In clinical scenarios, multi-specialist consultation could significantly benefit the diagnosis, especially for intricate cases. This inspires us to explore a "multi-expert joint diagnosis" mechanism to upgrade the existing "single expert" framework commonly seen in the current literature. To this end, we propose METransformer, a method to realize this idea with a transformer-based backbone. The key design of our method is the introduction of multiple learnable "expert" tokens into both the transformer encoder and decoder. In the encoder, each expert token interacts with both vision tokens and other expert tokens to learn to attend different image regions for image representation. These expert tokens are encouraged to capture complementary information by an orthogonal loss that minimizes their overlap. In the decoder, each attended expert token guides the cross-attention between input words and visual tokens, thus influencing the generated report. A metrics-based expert voting strategy is further developed to generate the final report. By the multi-experts concept, our model enjoys the merits of an ensemble-based approach but through a manner that is computationally more efficient and supports more sophisticated interactions among experts. Experimental results demonstrate the promising performance of our proposed model on two widely used benchmarks. Last but not least, the framework-level innovation makes our work ready to incorporate advances on existing "single-expert" models to further improve its performance.
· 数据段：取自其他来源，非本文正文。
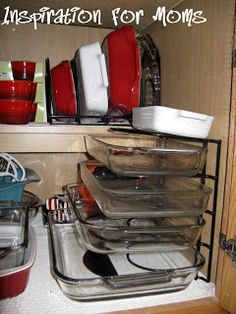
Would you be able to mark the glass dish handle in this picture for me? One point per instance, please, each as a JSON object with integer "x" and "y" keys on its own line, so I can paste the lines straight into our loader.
{"x": 150, "y": 278}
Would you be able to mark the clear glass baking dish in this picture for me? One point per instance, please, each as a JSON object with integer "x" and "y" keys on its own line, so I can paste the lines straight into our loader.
{"x": 87, "y": 276}
{"x": 137, "y": 154}
{"x": 103, "y": 235}
{"x": 121, "y": 197}
{"x": 14, "y": 221}
{"x": 13, "y": 227}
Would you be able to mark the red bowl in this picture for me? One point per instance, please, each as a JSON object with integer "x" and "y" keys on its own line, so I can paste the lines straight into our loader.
{"x": 18, "y": 90}
{"x": 33, "y": 112}
{"x": 23, "y": 70}
{"x": 15, "y": 111}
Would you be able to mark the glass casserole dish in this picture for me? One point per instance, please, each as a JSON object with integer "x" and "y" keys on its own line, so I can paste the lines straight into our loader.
{"x": 87, "y": 276}
{"x": 143, "y": 196}
{"x": 103, "y": 235}
{"x": 14, "y": 221}
{"x": 147, "y": 155}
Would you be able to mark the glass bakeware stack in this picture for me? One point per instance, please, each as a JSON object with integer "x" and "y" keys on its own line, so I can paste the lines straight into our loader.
{"x": 17, "y": 245}
{"x": 17, "y": 240}
{"x": 137, "y": 219}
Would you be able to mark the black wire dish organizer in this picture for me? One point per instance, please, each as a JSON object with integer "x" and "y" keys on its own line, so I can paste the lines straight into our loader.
{"x": 204, "y": 176}
{"x": 54, "y": 119}
{"x": 150, "y": 89}
{"x": 126, "y": 121}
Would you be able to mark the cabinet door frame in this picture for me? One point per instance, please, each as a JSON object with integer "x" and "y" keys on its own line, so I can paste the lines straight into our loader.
{"x": 226, "y": 270}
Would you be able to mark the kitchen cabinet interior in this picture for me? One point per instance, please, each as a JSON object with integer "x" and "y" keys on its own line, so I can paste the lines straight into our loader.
{"x": 196, "y": 65}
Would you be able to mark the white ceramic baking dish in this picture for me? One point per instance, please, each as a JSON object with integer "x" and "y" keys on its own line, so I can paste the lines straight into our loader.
{"x": 172, "y": 121}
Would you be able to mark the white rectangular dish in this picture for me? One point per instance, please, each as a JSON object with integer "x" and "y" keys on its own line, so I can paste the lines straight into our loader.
{"x": 92, "y": 80}
{"x": 172, "y": 121}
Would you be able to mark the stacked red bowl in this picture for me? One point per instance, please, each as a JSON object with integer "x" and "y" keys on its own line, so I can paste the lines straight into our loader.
{"x": 17, "y": 96}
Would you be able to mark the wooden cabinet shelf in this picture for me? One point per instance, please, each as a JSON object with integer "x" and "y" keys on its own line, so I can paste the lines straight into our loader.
{"x": 43, "y": 138}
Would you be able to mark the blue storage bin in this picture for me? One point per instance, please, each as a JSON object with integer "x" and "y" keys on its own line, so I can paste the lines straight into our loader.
{"x": 11, "y": 193}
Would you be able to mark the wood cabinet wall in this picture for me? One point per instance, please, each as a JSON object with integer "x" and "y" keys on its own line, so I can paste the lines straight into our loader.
{"x": 196, "y": 76}
{"x": 196, "y": 68}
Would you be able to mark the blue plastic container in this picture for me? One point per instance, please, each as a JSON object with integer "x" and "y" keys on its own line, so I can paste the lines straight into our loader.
{"x": 11, "y": 193}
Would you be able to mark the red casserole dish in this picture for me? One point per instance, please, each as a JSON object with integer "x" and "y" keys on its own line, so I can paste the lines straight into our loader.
{"x": 15, "y": 111}
{"x": 63, "y": 89}
{"x": 18, "y": 90}
{"x": 15, "y": 268}
{"x": 124, "y": 69}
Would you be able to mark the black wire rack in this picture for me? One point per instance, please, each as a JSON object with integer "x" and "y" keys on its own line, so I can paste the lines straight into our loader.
{"x": 203, "y": 176}
{"x": 54, "y": 118}
{"x": 115, "y": 121}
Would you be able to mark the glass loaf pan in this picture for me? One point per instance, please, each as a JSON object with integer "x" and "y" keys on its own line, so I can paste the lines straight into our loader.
{"x": 145, "y": 197}
{"x": 14, "y": 221}
{"x": 134, "y": 155}
{"x": 103, "y": 235}
{"x": 87, "y": 276}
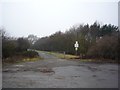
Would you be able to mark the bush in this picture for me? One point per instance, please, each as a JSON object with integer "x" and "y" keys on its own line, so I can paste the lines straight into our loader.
{"x": 30, "y": 54}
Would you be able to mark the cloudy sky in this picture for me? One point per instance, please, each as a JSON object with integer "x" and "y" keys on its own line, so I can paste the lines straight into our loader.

翻译：在临床场景中，多专家会诊可以显著提升诊断水平，特别是对于错综复杂的病例。这启发我们探索一种“多专家联合诊断”机制，以升级当前文献中常见的“单一专家”框架。为此，我们提出了METransformer，一种基于Transformer的方法来实现这个想法。我们方法的关键设计是在Transformer编码器和解码器中引入多个可学习的“专家”令牌。在编码器中，每个专家令牌与视觉令牌和其他专家令牌相互作用，以学习依据图像表示来注意不同的图像区域。通过一个正交损失，这些专家令牌被鼓励捕捉互补信息，并尽可能减少它们之间的重叠。在解码器中，每个被注意到的专家令牌指导输入单词和视觉令牌之间的交叉注意力，从而影响生成的报告。进一步发展了基于指标的专家投票策略来生成最终报告。通过多专家的概念，我们的模型享受集成方法的优点，但通过一种计算上更为高效且支持更复杂的专家之间交互的方式来实现。实验结果证明了我们提出的模型在两个广泛使用的基准测试上的良好性能。最后但同样重要的是，框架级别的创新使我们的工作可以整合现有的“单专家”模型的进展，以进一步提高其性能。